You can do anything you want to accomplish as soon as you're retired. But penny-pinching where possible is a necessity because you will be living on a fixed income. The taxes you pay the IRS are no exception. You can either claim every possible deduction that you can claim legally, or move to any of the nine income tax-free states. You can even move to the five sales tax-free states if that is not enough.
Alaska is among the states that fall in to both of these criteria. Alaska is the perfect state to move to considering these two requirements. Obviously, the weather is a big change for most people. The 49th state might seem like the perfect rea to retire in if you can get over the climate. Actually, Alaska isn't as completely tax-free as it appears to be at first look, and could likely cause IRS issues, or simply a financial problem.
A few of Alaska's boroughs charge property taxes, though the state does not collect sales tax. Only your initial $150,000 will be exempted if you are at least 65 years old.
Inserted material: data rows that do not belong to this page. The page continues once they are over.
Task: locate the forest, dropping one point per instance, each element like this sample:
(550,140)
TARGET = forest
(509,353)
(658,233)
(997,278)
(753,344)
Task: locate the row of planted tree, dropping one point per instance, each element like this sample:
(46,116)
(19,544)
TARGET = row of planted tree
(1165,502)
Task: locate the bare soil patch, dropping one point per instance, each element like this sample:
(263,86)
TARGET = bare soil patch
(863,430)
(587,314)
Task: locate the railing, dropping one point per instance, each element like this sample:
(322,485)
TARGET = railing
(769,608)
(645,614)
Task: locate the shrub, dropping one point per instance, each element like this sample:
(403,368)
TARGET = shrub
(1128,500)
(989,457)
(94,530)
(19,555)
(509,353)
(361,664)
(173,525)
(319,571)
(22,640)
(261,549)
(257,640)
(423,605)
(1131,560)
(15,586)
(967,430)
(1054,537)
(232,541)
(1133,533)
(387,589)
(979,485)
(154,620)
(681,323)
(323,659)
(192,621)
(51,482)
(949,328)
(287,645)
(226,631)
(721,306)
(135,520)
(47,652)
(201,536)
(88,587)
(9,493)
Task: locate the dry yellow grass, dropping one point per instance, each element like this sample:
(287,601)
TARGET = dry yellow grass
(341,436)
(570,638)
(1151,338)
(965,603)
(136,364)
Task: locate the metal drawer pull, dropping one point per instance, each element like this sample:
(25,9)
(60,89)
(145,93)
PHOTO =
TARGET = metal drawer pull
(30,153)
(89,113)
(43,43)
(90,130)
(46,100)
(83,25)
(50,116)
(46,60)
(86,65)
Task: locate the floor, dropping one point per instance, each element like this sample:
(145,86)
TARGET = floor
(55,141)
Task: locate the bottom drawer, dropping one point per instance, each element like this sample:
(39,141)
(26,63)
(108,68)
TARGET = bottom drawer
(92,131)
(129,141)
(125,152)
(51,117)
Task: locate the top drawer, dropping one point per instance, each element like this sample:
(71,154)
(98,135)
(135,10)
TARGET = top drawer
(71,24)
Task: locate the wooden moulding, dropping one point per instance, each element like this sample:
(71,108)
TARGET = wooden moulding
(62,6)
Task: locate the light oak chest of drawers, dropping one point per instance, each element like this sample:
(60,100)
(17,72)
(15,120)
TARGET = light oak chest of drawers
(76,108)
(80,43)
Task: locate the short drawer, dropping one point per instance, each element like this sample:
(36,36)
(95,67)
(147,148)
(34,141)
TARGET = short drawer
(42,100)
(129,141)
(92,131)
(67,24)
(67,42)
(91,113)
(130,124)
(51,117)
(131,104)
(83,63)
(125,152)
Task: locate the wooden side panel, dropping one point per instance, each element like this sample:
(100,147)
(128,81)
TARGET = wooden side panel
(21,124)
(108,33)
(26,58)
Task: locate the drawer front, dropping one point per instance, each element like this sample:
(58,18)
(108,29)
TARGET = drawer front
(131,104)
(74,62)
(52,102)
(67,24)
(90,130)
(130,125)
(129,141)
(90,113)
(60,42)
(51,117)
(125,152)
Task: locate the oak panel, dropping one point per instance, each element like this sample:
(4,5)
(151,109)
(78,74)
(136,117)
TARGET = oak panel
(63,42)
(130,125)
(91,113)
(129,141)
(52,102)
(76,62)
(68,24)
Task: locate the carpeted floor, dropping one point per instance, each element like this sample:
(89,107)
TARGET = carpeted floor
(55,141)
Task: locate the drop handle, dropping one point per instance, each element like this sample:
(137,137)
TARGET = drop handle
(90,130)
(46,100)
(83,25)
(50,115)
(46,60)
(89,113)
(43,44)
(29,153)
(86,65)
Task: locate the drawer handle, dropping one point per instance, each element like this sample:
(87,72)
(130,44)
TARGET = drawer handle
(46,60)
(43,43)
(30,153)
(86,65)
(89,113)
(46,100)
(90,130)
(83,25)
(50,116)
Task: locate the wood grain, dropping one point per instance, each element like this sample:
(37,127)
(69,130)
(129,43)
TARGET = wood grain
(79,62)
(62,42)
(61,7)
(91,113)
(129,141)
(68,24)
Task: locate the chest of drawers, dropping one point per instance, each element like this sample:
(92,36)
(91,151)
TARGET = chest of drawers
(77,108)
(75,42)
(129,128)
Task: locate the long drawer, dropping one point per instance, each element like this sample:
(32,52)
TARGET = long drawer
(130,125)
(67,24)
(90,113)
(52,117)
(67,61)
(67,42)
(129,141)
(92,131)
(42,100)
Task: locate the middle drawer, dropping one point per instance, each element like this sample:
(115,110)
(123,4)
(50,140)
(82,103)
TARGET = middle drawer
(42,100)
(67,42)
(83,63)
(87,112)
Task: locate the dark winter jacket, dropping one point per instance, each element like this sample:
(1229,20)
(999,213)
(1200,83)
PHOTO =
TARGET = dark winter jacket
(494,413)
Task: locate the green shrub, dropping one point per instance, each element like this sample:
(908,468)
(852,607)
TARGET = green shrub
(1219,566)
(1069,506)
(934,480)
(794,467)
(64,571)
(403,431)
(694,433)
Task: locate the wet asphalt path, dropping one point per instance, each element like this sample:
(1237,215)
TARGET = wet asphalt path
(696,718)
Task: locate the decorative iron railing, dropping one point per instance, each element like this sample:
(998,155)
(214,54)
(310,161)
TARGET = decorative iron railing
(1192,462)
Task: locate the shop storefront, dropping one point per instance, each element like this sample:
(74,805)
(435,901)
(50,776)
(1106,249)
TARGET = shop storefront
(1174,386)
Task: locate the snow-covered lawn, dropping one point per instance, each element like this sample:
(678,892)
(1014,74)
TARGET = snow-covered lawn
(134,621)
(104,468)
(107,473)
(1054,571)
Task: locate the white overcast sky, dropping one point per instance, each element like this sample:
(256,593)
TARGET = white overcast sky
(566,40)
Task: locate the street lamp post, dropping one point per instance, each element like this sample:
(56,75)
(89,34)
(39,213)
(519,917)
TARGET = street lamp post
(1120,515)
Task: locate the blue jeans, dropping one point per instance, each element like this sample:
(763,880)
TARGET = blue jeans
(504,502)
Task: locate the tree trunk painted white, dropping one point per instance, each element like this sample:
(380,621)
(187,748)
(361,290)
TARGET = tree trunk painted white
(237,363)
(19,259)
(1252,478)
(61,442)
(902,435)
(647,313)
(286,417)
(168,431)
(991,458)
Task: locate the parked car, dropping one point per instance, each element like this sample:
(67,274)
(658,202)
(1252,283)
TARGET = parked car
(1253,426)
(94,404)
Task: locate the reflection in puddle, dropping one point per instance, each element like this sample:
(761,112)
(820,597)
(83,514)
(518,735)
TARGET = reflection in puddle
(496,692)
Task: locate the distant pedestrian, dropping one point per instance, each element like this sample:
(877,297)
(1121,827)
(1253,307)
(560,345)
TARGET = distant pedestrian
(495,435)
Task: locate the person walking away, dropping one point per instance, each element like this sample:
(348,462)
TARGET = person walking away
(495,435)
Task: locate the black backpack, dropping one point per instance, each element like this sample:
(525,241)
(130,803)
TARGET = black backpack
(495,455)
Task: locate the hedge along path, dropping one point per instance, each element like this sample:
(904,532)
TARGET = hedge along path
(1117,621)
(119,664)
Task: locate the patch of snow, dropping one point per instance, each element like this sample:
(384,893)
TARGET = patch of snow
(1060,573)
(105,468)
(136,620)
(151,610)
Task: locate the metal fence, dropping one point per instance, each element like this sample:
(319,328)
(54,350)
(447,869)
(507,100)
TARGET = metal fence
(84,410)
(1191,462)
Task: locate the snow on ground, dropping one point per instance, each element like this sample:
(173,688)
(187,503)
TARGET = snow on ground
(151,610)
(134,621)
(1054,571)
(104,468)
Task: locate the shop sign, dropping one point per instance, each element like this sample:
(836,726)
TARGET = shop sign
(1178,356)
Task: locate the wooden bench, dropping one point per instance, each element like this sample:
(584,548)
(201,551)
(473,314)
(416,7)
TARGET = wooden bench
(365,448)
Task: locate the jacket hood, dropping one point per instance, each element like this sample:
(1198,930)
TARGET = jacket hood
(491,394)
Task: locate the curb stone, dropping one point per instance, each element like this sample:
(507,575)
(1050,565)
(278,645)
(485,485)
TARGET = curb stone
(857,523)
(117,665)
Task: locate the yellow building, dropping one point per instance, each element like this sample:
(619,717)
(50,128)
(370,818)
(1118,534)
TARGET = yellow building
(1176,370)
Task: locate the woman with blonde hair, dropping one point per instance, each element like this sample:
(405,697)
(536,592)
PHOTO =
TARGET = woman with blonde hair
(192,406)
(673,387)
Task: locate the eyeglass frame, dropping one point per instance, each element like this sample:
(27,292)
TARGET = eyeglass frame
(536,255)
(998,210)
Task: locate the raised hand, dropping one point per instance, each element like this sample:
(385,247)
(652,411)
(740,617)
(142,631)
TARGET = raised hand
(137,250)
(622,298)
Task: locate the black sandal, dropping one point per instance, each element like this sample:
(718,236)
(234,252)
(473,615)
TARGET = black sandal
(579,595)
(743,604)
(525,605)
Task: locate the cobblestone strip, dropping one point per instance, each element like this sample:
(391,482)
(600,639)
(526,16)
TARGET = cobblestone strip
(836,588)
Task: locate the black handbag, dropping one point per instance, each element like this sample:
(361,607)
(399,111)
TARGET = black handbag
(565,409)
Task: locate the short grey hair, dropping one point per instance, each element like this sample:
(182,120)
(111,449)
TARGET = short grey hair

Moreover, if you're concerned about the inheritance that you will be leaving your children, you should be aware that Alaska also has an estate tax.
Obviously, you could be making a considerable mistake if you are picking a place to live simply because of the local tax law because retirement is so much more than that. However, income and real estate taxes are what many people are worried about. The problem with these 2 types of taxes is that when you retire, they essentially function in an opposite fashion. While your income reduces, your real estate taxes often increase. So while you will be receiving less money, you'll be required to pay more taxes on your home and property. If you're doing home renovations, you will want to determine how that will increase your property taxes. For retirees who are living on a fixed income, this could lead to a serious financial issue, or even lead to IRS problems.
You can avoid the burden of property taxes by opting to live in an apartment instead. But if you receive considerable income from other sources like pensions, you might end up needing to pay higher income tax rates. This is because of where your money comes from, not where you opt to live.
States like New Hampshire, Alaska, Tennessee, Florida, Wyoming, Nevada, South Dakota, Washington, and Texas do not charge income tax. But some states such as Tennessee and New Hampshire collect taxes on income made from bonds or stocks. These are 2 income sources that many retired people get funds from once they leave their regular jobs.